Meet Liz Holland '93, CEO of Abbell Credit Corporation and Abbell Associates, and chair of the International Council of Shopping Centers
When Liz Holland ’93, CEO of the Chicago-based Abbell Credit Corporation and Abbell Associates, and the chairman of the International Council of Shopping Centers (ICSC), was a student at Brooklyn Law School, she never expected to lead her grandfather’s company one day.
“I think it’s important to recognize an opportunity when it arises,” Holland said. “Even if it’s unexpected.”
It’s a lesson she took from her time at the Law School. “What you learn as you go through school is that you don’t take the class, you take the professor,” she said. “What really matters is who teaches it to you and how fascinating they can make it. For me, Professor Michael Gerber, who taught my contracts class, inspired me so much that I ended up taking all of his bankruptcy classes and focusing on that area of the law.”
Holland grew up in Chicago and came to New York to attend Hamilton College, where she received her bachelor’s degree in comparative literature (Latin and Homeric Greek). After graduating in the late 1980s, she worked in the bond department at Brown Brothers Harriman & Co. on Wall Street for three years before enrolling at the Law School. Her first post-law school job was in the bankruptcy department at Skadden, Arps, Slade, Meagher & Flom, where she spent three years before becoming a senior staff attorney at the National Bankruptcy Review Commission, a congressional commission created to recommend changes to the U.S. Bankruptcy Code. After the commission submitted its 1,800-page report, she was ready to move back to New York and continue working as an attorney.
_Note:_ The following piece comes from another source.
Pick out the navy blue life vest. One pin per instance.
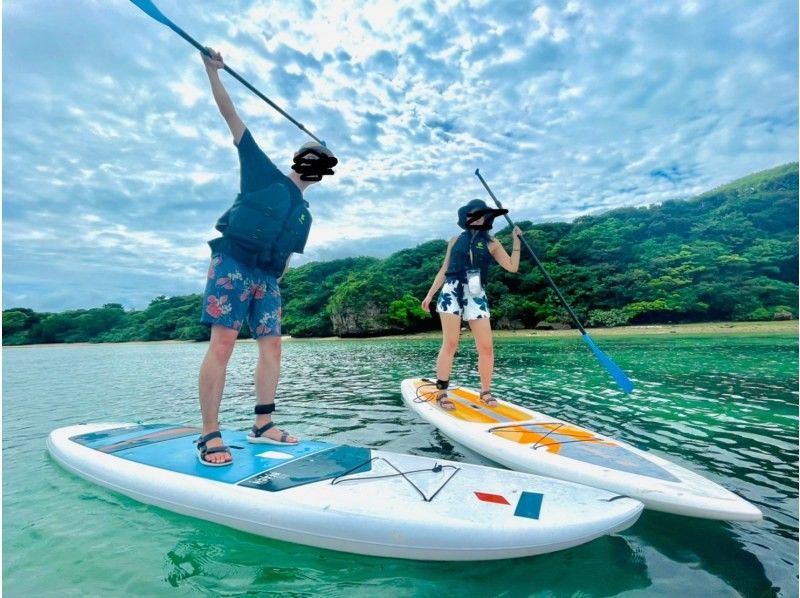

But careers don’t always go according to plan.
In 1997, when her then 87-year-old grandfather asked her to step into his shoes at Abbell Associates—a 75-year-old private real estate acquisition, development, and management company with more than 3.5 million square feet of shopping center and office space in its portfolio—she agreed hesitantly to return to Chicago, but soon grew to love the work. She had the opportunity to learn the business from her grandfather for two years before he passed away, and then she took over.
“My grandfather was an attorney and a CPA, and he was a pioneer in the shopping center industry,” Holland said. “His first shopping center was built in 1952, so it was incredible to learn the business from him. He had seen it all.”
Today, in addition to actively managing, leasing, and redeveloping the projects in its portfolio, Abbell Associates pursues real estate assets with financial partners—largely buying shopping centers, and then redeveloping and selling them. “Brick and mortar stores account for over 90 percent of all retail sales,” Holland said. “Our strategy is to acquire assets where we add value by repositioning the asset; that means we lease, densify, and reconstruct. Real estate is still all about location, location, location.”
In addition to running Abbell, Holland now serves as the chair of ICSC, the global retail real estate industry trade association. She was a trustee between 2004 and 2010, the first person to serve as vice chair, and now the fourth woman to lead the 60-year-old association. She also sits on the boards of several organizations, including 1,000 Friends of Iowa, a farmland preservation and sensible growth organization, and Lighthouse Academies, the largest nonprofit charter school operator in the country.
“I only move in one direction,” she said, laughing. “I have one forward gear and no reverse.”
Holland lives in her native Chicago with her three daughters— a 9-year-old and 7-year-old twins. “They are my greatest joy, every day,” she said. And while she sometimes finds it challenging to balance career, public service, and family life, she ultimately attributes her success to hard work, humor, and her law degree from Brooklyn Law School.
“I’m so grateful for the education I received at Brooklyn. I have gone toe-to-toe with the best attorneys,” she said, “and my law school experience has always served me wonderfully well in every way, shape, and form.”